Сейчас Саня не улыбался. И, очевидно, был настроен решительно. Кирилюка он легко отодвинул в сторону и направился к гаражу. Отворив калитку, вошел внутрь.

– Слышишь, Боря! – кликнул Кирилюк одного из шоферов, что поздоровее, и другого: – Толик! Пойдемте-ка!

Мужики поняли, что-то назревает, и приосанились. Вслед за Кирилюком двинулись к гаражу.

– Какая-то у них непруха, – сделал вывод Вовочка. – Добычу не поделили, что ли?

– А правда, что это они все такие напряженные? – тревожно спросила Света.

– Ты что скажешь? – спросил Вовочка меня, как человека, побывавшего в гараже.

– Скажу, шерше ля фам! – ответил я.

– Почему «шерше ля фам»? – не понял Вовочка.

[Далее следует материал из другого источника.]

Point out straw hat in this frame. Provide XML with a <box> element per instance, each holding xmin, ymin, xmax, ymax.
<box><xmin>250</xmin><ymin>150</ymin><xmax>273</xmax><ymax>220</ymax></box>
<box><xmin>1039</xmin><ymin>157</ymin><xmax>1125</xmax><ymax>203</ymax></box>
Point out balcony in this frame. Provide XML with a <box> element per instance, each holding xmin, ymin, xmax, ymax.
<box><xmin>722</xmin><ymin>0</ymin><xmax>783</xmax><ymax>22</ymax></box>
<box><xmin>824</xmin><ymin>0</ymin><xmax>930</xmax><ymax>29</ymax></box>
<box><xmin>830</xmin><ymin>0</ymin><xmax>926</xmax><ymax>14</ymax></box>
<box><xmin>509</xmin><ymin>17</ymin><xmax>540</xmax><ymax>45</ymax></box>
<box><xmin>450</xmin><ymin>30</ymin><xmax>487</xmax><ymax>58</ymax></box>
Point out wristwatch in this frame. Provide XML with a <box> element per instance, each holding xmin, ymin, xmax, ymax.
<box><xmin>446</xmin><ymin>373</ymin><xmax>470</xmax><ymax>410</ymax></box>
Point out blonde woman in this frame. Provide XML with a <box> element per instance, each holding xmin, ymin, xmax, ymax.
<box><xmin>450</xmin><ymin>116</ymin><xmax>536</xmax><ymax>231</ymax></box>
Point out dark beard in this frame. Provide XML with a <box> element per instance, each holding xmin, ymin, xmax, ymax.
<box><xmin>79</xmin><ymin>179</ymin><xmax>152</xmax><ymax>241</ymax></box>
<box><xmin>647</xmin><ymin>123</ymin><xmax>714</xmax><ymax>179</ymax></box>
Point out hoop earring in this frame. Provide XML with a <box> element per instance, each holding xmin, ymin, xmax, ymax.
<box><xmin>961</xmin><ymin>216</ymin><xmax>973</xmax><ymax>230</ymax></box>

– Потому что се ля ви, – объяснил ему. К сожалению, это были единственные две фразы, которые я знал по-французски. Растолковать прилюдно, почему «ля фам», я мог бы так: Сидоров сказал, что некий «он» не заявит, а некая «она», дескать, может. Значит, женщина определенно присутствует в «непрухе», как выразился Вовочка. А Лозовой, похоже, вляпался. Правда, непонятно пока во что. Судя по всему, вынужден был схватиться за нож. Горские страсти какие-то просто!.. Мог бы так сказать, но не стал. Зачем демонстрировать собственные большие уши и длинный язык? В пионерском лагере было хорошо – барабанщиков и горнистов все знали в лицо. А кто в институте стучит, пойди, догадайся! Скажут, что грею уши да развожу сплетни.

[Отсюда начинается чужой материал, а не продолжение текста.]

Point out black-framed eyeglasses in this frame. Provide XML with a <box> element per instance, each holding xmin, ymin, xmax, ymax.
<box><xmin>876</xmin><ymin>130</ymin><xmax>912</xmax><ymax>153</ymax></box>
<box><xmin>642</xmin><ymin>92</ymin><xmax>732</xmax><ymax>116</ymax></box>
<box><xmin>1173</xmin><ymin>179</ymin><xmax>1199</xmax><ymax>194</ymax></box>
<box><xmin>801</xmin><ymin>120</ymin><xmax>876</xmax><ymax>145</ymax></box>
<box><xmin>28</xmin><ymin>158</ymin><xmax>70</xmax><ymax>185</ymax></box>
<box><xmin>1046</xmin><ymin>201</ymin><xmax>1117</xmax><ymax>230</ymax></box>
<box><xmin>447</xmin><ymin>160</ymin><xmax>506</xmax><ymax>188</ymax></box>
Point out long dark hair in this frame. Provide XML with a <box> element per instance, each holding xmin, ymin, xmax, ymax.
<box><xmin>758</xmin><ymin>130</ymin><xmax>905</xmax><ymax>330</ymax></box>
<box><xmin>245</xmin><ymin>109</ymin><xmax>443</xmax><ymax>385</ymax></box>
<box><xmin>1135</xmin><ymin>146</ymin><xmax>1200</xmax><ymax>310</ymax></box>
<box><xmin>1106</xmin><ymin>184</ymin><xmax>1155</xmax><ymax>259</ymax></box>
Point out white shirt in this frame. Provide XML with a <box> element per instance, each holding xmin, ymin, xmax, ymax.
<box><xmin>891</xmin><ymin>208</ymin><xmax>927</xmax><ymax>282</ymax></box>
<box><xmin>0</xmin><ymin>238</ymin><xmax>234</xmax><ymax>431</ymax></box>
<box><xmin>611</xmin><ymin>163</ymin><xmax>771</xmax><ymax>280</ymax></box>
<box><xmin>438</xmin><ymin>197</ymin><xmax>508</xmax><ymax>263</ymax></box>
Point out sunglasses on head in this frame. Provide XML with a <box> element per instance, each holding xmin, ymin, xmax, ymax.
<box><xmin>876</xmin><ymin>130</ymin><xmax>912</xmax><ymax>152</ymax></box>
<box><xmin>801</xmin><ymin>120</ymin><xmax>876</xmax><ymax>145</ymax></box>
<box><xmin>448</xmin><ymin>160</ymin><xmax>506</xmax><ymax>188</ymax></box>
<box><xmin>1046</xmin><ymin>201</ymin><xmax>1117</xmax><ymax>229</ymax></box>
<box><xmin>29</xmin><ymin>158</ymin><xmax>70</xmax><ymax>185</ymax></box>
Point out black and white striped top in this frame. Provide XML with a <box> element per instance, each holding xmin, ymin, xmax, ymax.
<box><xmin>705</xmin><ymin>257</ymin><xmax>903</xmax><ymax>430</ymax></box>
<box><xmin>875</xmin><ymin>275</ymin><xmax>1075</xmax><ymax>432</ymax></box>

Сашка через некоторое время вышел из гаража. Следом за ним – шофера, Кирилюк и Матвеич. Матвеич, обойдя Кирилюка и шоферов, попытался взять «оруженосца» под руку, что-то тихонько втолковать, но тот отдернул руку и резко пошел к арке. Но на полпути остановился, обернулся и сказал резко:

– Не хочу с вами свару затевать, Матвеич. Вы не при делах. А Лозовому вашему я за сестру яйца отрежу! Можешь так ему и передать!..

Сашка вышел через арочные ворота, на которые Кирилюк прежде не успел повесить замок, зато повесил теперь. Будто не исключал, что Сашка может вернуться, чтобы и впрямь выполнить свою угрозу.

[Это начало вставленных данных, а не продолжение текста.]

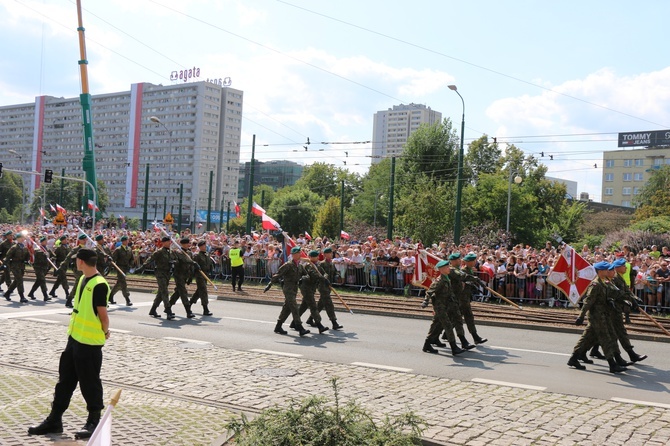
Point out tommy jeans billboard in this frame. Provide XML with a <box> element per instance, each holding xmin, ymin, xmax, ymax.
<box><xmin>618</xmin><ymin>130</ymin><xmax>670</xmax><ymax>147</ymax></box>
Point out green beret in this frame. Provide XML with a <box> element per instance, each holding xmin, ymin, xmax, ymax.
<box><xmin>15</xmin><ymin>233</ymin><xmax>25</xmax><ymax>239</ymax></box>
<box><xmin>197</xmin><ymin>240</ymin><xmax>206</xmax><ymax>247</ymax></box>
<box><xmin>180</xmin><ymin>237</ymin><xmax>190</xmax><ymax>244</ymax></box>
<box><xmin>59</xmin><ymin>235</ymin><xmax>67</xmax><ymax>241</ymax></box>
<box><xmin>161</xmin><ymin>236</ymin><xmax>171</xmax><ymax>242</ymax></box>
<box><xmin>308</xmin><ymin>250</ymin><xmax>319</xmax><ymax>257</ymax></box>
<box><xmin>120</xmin><ymin>236</ymin><xmax>128</xmax><ymax>241</ymax></box>
<box><xmin>290</xmin><ymin>246</ymin><xmax>301</xmax><ymax>254</ymax></box>
<box><xmin>76</xmin><ymin>248</ymin><xmax>97</xmax><ymax>262</ymax></box>
<box><xmin>323</xmin><ymin>247</ymin><xmax>333</xmax><ymax>254</ymax></box>
<box><xmin>78</xmin><ymin>234</ymin><xmax>87</xmax><ymax>240</ymax></box>
<box><xmin>436</xmin><ymin>260</ymin><xmax>450</xmax><ymax>268</ymax></box>
<box><xmin>448</xmin><ymin>252</ymin><xmax>461</xmax><ymax>260</ymax></box>
<box><xmin>95</xmin><ymin>234</ymin><xmax>104</xmax><ymax>241</ymax></box>
<box><xmin>39</xmin><ymin>236</ymin><xmax>47</xmax><ymax>242</ymax></box>
<box><xmin>463</xmin><ymin>253</ymin><xmax>477</xmax><ymax>261</ymax></box>
<box><xmin>3</xmin><ymin>231</ymin><xmax>12</xmax><ymax>237</ymax></box>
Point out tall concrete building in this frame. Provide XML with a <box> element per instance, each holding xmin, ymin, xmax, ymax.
<box><xmin>238</xmin><ymin>160</ymin><xmax>303</xmax><ymax>199</ymax></box>
<box><xmin>0</xmin><ymin>81</ymin><xmax>242</xmax><ymax>222</ymax></box>
<box><xmin>371</xmin><ymin>103</ymin><xmax>442</xmax><ymax>163</ymax></box>
<box><xmin>602</xmin><ymin>147</ymin><xmax>670</xmax><ymax>207</ymax></box>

Кирилюк, Матвеич и шофера встали в кружок и некоторое время курили, обсуждая происшествие, очевидно. После Матвеич вернулся в гараж – может, «барям» что угодно? А Кирилюк обратил внимание на нас.

– Вы вот что, – сказал он, подойдя ближе. – Свободны на сегодня. И не болтайте о том, что видели-слышали. Все понятно?

Кирилюк утопал. Мы примолкли, не веря в свалившееся на нас счастье.

– Давайте пойдем на пляж, – предложила Света. Август нынче стоял! Жарче иного июля.

– Так это нас отпустили, а не тебя. – Я устремил красноречивый взгляд в сторону строящегося нового корпуса.

– Я слиняю, – заверила Света. – Сейчас комнату вымету только.

– Клевая идея! – оценил Вождь Краснокожих. – Винишка прикупим.

Меня идея отправиться со Светой на пляж воодушевила, конечно. Вот только бы без Вовочки как-нибудь…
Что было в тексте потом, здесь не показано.